Currently each node in this DAG contains its own DAG of tasks, on which dask distributed operates. There may be a future need to link together tasks that must run in separate containers, either for security, or because some tasks use incompatible environments, and, as I understand it, dask schedulers require identical environments.
I would like to outline a general path forward for using separate containerized dasks in this manner. I think I would have a single process – call it main – sending tasks to these containers, which would be submitted by dask, and the individual containers would send the completed tasks to the main process, which would send these results as dependencies to other containers. Though attempts would be made to define the dependencies statically, the containers must be able to occasionally send dynamic requests for other containers to main. This makes me think that the main process has to send / receive asynchronously. Otherwise I might traverse the DAG in post order once and be done.
The communication would be intentionally be kept short and easily serialized. The actual data dependencies would, I guess, be stored on a shared filesystem.
Most dependencies would / should be created within a container, where that dask scheduler could handle them.
The actual physical architecture could vary – what one typically finds in research labs. It could be a single workstation with multiple processors (what I am most familiar with), or dask distributed could be running on a cluster, so each container running a cluster?, or each container as a node on a cluster, or using cloud?
I apologize if this an unreasonable question.

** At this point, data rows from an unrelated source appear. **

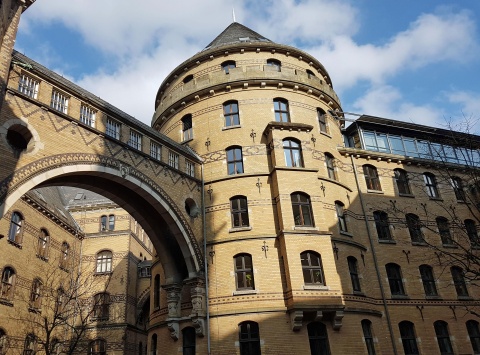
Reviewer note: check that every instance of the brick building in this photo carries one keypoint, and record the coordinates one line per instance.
(320, 235)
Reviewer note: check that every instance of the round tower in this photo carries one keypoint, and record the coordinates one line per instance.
(258, 113)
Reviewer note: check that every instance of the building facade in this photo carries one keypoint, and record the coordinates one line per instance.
(320, 235)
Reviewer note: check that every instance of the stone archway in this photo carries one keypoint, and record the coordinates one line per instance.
(141, 196)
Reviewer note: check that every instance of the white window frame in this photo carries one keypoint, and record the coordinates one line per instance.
(87, 115)
(135, 140)
(113, 128)
(189, 168)
(173, 159)
(59, 101)
(28, 86)
(155, 150)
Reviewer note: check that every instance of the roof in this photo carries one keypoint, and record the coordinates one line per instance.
(236, 33)
(101, 104)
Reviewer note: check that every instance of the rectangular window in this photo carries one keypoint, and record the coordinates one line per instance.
(173, 159)
(190, 168)
(28, 86)
(155, 151)
(135, 140)
(59, 101)
(87, 115)
(113, 129)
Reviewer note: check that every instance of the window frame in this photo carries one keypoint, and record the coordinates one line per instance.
(231, 113)
(414, 226)
(281, 110)
(239, 211)
(354, 275)
(244, 272)
(382, 225)
(234, 157)
(302, 209)
(104, 262)
(431, 185)
(187, 127)
(395, 279)
(330, 164)
(428, 280)
(292, 151)
(15, 231)
(372, 179)
(313, 274)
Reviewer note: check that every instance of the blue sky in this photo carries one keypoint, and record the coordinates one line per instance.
(410, 60)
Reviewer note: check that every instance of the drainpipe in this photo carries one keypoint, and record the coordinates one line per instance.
(205, 260)
(374, 255)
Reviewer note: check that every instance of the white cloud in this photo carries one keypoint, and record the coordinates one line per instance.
(386, 101)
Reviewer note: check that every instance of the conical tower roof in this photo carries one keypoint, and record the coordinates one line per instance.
(236, 33)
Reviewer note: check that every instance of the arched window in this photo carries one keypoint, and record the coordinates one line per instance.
(474, 335)
(312, 268)
(318, 338)
(249, 338)
(394, 275)
(97, 347)
(409, 341)
(371, 178)
(104, 262)
(65, 255)
(292, 150)
(111, 222)
(302, 209)
(431, 185)
(310, 74)
(3, 342)
(8, 283)
(15, 232)
(156, 292)
(239, 211)
(229, 64)
(322, 120)
(401, 178)
(30, 346)
(234, 160)
(36, 294)
(428, 280)
(353, 270)
(188, 335)
(187, 127)
(342, 222)
(276, 64)
(103, 223)
(368, 336)
(457, 185)
(153, 345)
(231, 114)
(444, 230)
(414, 228)
(443, 337)
(101, 305)
(330, 163)
(282, 113)
(43, 244)
(382, 225)
(471, 229)
(188, 78)
(459, 281)
(244, 272)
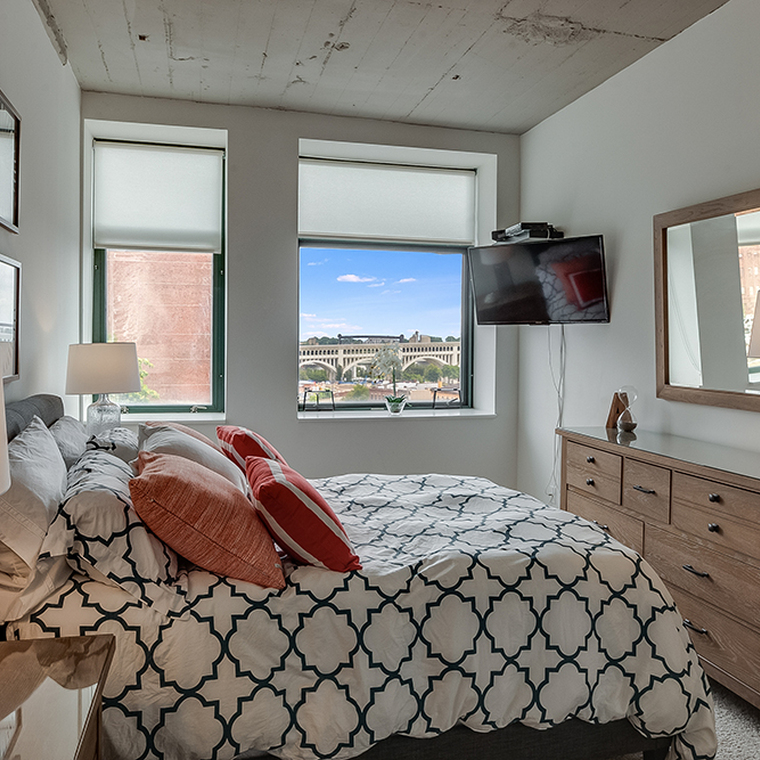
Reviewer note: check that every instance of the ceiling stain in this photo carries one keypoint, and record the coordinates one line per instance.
(540, 28)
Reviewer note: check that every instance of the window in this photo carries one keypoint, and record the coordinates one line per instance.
(382, 269)
(159, 269)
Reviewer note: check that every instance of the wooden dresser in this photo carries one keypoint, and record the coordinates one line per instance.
(693, 510)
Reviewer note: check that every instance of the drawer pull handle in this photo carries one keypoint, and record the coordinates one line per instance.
(700, 573)
(701, 631)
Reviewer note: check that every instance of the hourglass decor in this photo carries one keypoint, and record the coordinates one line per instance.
(620, 416)
(626, 422)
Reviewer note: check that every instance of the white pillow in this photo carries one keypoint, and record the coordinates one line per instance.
(163, 439)
(71, 437)
(38, 482)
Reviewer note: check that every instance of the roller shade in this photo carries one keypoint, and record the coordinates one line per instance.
(363, 201)
(157, 197)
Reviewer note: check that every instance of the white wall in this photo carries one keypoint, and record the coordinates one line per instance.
(679, 127)
(263, 294)
(46, 95)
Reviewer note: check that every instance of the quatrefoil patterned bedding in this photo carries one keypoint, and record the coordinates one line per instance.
(475, 604)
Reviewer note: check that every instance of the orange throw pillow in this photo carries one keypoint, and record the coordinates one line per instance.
(205, 518)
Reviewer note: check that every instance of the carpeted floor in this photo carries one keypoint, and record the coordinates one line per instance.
(738, 725)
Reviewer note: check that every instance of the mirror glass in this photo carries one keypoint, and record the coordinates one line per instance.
(708, 290)
(9, 156)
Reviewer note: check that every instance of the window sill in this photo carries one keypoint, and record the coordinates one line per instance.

I don’t have the knowledge to understand what might be an appropriate general solution that could be adapted to these various scenarios.
I thought I might write a simple network server – main process and the containers communicate through this server, along with some simple heuristic to schedule the usually static but possibly dynamic requests between containers. I would likely do an initial descent of the DAG (and within each DAG, a DAG) to estimate running times of each path – the main process would then have access to that entire structure – the DAG of DAGs.
I’ve never used celery or airflow, but I wondered if either of these or some other scheduler might provide a general, adaptable solution.
I used the kubernetes tag, but probably would default toward docker at first. I don’t have time to get into the innards of either right now, but would like to have some lighweight structure that would allow this larger linking of containers of separate dask schedulers that could be refined or adapted later on.